Pour découvrir le sens de nos actions passées et à venir ou à priori : l’analyse logique des faits et à posteriori, c’est l’analyse scientifiques des idées qui gèrent nos décisions groupales.

La symbiose des facteurs déterminants

Il s’agit de conscientiser les facteurs déterminants qui contribuent à collaborer pour l'exécution théorique de leurs missions particulières, en relation avec les autres, en tenant compte ou en aidant, en agissant dans la même direction que les autres facteurs, pour que les effets soient additionnés et réalisés. Finalement, c'est ainsi qu'a agi la Nature toujours, dans l'ensemble des déterminismes en coordonnant dans nos actions et dans nos définitions en mots, quand il a dirigé ou a fait comme si elle avait dirigé les opérations de l’évolution des collectivités aussi. C'est ainsi qu'elle agit encore pour que les jeux de l’homme et la femme se forment, exécutent leurs actions, leurs projets collectifs dans l’histoire de l’humanité.

Ainsi, les actions se déroulaient suivant leurs projets qui avaient les objectifs spéciales de combattre et vaincre de tous ce qui formaient des obstacles à cette réalisation, quitte à en souffrir largement dans leur existence, en supposant d'imaginer ou de conscientiser des pas, des programmes, des stratégies, des actions successives pour ses objectifs dont ils n’avaient pas de conscience.
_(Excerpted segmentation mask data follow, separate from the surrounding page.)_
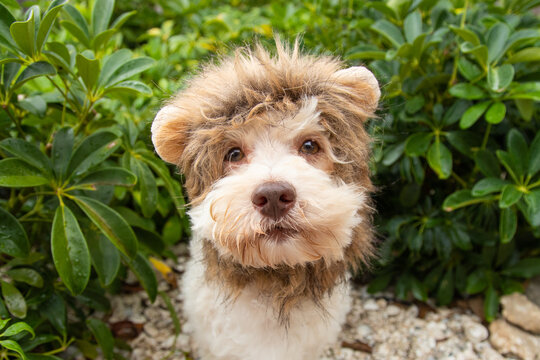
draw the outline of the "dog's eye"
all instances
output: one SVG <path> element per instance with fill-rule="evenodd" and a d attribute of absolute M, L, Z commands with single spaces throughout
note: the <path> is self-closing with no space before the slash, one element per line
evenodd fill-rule
<path fill-rule="evenodd" d="M 243 158 L 244 158 L 244 153 L 242 152 L 242 150 L 240 148 L 235 147 L 229 150 L 229 152 L 225 156 L 225 161 L 237 162 L 237 161 L 242 160 Z"/>
<path fill-rule="evenodd" d="M 300 152 L 307 154 L 307 155 L 313 155 L 319 152 L 319 144 L 317 144 L 313 140 L 307 140 L 304 141 L 302 146 L 300 147 Z"/>

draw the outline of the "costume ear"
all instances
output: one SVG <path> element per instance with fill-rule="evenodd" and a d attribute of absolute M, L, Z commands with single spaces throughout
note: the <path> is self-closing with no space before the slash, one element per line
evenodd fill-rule
<path fill-rule="evenodd" d="M 167 105 L 157 113 L 152 123 L 152 142 L 158 155 L 178 165 L 186 141 L 186 121 L 182 110 Z"/>
<path fill-rule="evenodd" d="M 375 112 L 381 90 L 379 82 L 371 71 L 363 66 L 352 66 L 336 71 L 333 77 L 338 83 L 351 88 L 355 95 L 363 100 L 363 105 L 369 113 Z"/>

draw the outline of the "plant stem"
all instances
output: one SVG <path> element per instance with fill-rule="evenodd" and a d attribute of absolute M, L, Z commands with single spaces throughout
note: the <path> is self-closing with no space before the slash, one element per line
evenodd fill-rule
<path fill-rule="evenodd" d="M 452 171 L 452 177 L 454 180 L 456 180 L 461 186 L 464 188 L 467 188 L 467 182 L 463 180 L 458 174 L 456 174 L 454 171 Z"/>
<path fill-rule="evenodd" d="M 484 139 L 482 140 L 482 147 L 481 147 L 482 150 L 486 149 L 490 132 L 491 132 L 491 123 L 488 123 L 488 126 L 486 128 L 486 132 L 484 133 Z"/>

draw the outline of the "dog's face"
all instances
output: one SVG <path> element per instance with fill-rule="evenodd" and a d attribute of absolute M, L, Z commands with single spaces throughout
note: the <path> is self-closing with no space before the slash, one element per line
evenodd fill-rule
<path fill-rule="evenodd" d="M 193 233 L 221 257 L 256 268 L 332 263 L 368 221 L 362 122 L 378 85 L 365 68 L 278 53 L 203 72 L 158 113 L 153 141 L 186 175 Z"/>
Comme si tout a été décidé d’avance sans lui. Les hommes décidaient leurs actions avec appui ou tout seul pour mener une campagne de guerre habituelle pour des objectifs immédiats pour posséder des territoires, correspondant à leur mode de production du moment. Ils n’analysaient jamais les conséquences des guerres perdus pour les populations des producteurs.

Par exemples : lors de la civilisation des guerres, les sociétés nationales avaient un objectif principal : gagner les guerres coute que coute et mettre sous sa domination les producteurs des biens de consommation en masse. Pour satisfaire sa propre population, et pour assurer leur vie et survie en bonheur, les vainqueurs devaient favoriser certaines et défavorisés d'autres dans les distributions des bien, et dans leurs actions.
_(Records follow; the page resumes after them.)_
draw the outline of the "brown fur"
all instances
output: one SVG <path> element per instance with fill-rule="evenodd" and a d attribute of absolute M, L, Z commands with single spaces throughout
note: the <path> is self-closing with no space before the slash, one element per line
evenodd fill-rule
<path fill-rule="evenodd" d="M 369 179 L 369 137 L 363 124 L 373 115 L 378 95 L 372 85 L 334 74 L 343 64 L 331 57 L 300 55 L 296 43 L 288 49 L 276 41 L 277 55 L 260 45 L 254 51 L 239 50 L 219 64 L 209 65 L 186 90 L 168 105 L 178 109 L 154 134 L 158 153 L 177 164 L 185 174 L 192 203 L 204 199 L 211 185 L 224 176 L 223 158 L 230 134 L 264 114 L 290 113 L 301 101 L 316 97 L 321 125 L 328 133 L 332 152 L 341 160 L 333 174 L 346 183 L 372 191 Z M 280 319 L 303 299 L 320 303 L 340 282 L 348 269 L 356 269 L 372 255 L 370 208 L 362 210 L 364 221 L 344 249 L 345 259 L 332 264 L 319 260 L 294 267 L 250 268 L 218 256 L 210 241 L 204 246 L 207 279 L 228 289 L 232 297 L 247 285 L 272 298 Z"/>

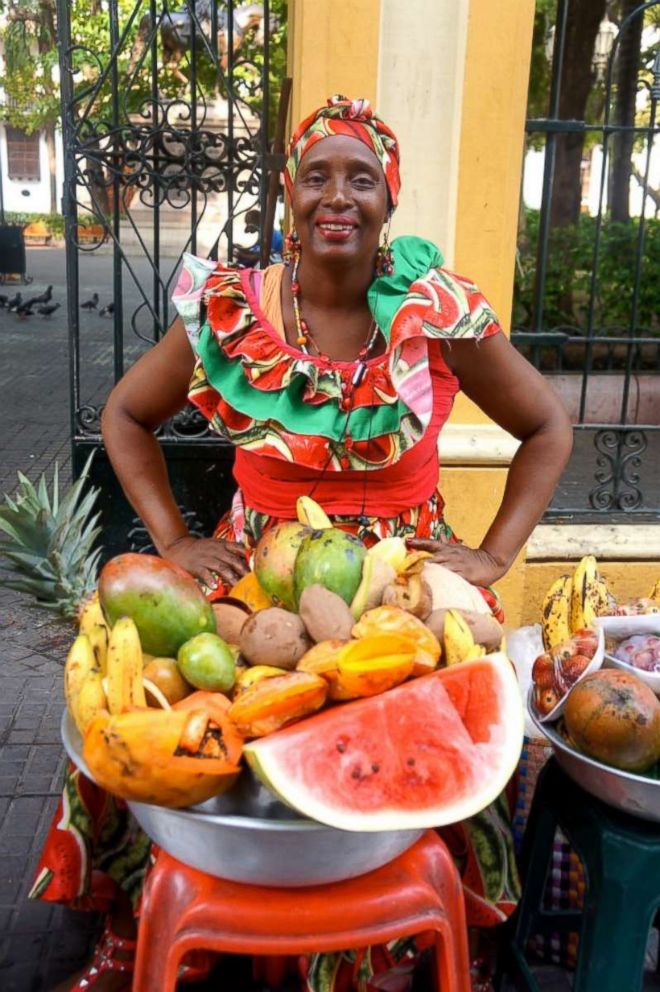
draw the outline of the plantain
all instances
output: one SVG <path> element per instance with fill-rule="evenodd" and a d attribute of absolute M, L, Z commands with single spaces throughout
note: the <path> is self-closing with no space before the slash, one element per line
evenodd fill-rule
<path fill-rule="evenodd" d="M 64 697 L 74 718 L 80 690 L 89 673 L 96 668 L 96 658 L 90 639 L 86 634 L 79 634 L 69 648 L 64 665 Z"/>
<path fill-rule="evenodd" d="M 94 668 L 83 682 L 73 709 L 73 718 L 81 734 L 84 735 L 94 717 L 105 710 L 107 705 L 103 676 L 98 668 Z"/>
<path fill-rule="evenodd" d="M 473 648 L 470 648 L 463 661 L 475 661 L 477 658 L 485 658 L 487 654 L 488 649 L 483 644 L 475 644 Z"/>
<path fill-rule="evenodd" d="M 322 506 L 311 496 L 299 496 L 296 500 L 296 515 L 298 523 L 312 530 L 327 530 L 332 527 L 332 521 Z"/>
<path fill-rule="evenodd" d="M 106 675 L 108 671 L 108 628 L 105 624 L 95 623 L 87 636 L 96 658 L 96 667 L 100 670 L 101 675 Z"/>
<path fill-rule="evenodd" d="M 110 632 L 106 676 L 108 709 L 114 715 L 131 706 L 146 706 L 142 683 L 142 647 L 137 627 L 121 617 Z"/>
<path fill-rule="evenodd" d="M 474 651 L 472 631 L 458 610 L 447 610 L 442 647 L 447 665 L 457 665 L 461 661 L 466 661 Z"/>
<path fill-rule="evenodd" d="M 600 605 L 598 563 L 585 555 L 573 573 L 571 586 L 571 633 L 592 628 Z"/>
<path fill-rule="evenodd" d="M 541 633 L 546 651 L 552 650 L 562 641 L 569 640 L 571 636 L 572 585 L 571 576 L 562 575 L 552 583 L 545 594 L 541 611 Z"/>
<path fill-rule="evenodd" d="M 83 605 L 80 611 L 78 629 L 81 634 L 89 634 L 92 627 L 95 627 L 98 624 L 106 629 L 108 627 L 105 617 L 103 616 L 103 610 L 101 609 L 97 589 L 96 592 Z"/>
<path fill-rule="evenodd" d="M 649 599 L 654 599 L 656 603 L 660 603 L 660 579 L 656 580 L 655 585 L 651 589 Z"/>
C'est ce que nous appelons une domination : commandement des activités économiques sociales et politiques de gérer les moyens de production de la Nation et de la Nature par les lois humaines, à l'avantage des classes dominantes et leur assurer le bonheur nécessaire à stabilisation de ce système social imaginé. C'est la leçon de l'histoire que nous avons vécue depuis 4000 à 5000 ans. Je pense que les scientifiques spécialisées dans l'analyse du vécue sauront bien démonter cette réalité qui doit corresponde, à peu près, aux idées des encyclopédistes autour des années de 1780, de la même manière que Marx, Engels et Lénine quand ils ont lancé en pleine milieux de la guerre entre les nations, une autre guerre entre les classes sociales de la population de la même nation. C’est ce qu’ils ont nommé la « Révolution ». Le reste tout le monde le sait. Elle a donné Napoléon en France, et la dictature du prolétariat en Russie.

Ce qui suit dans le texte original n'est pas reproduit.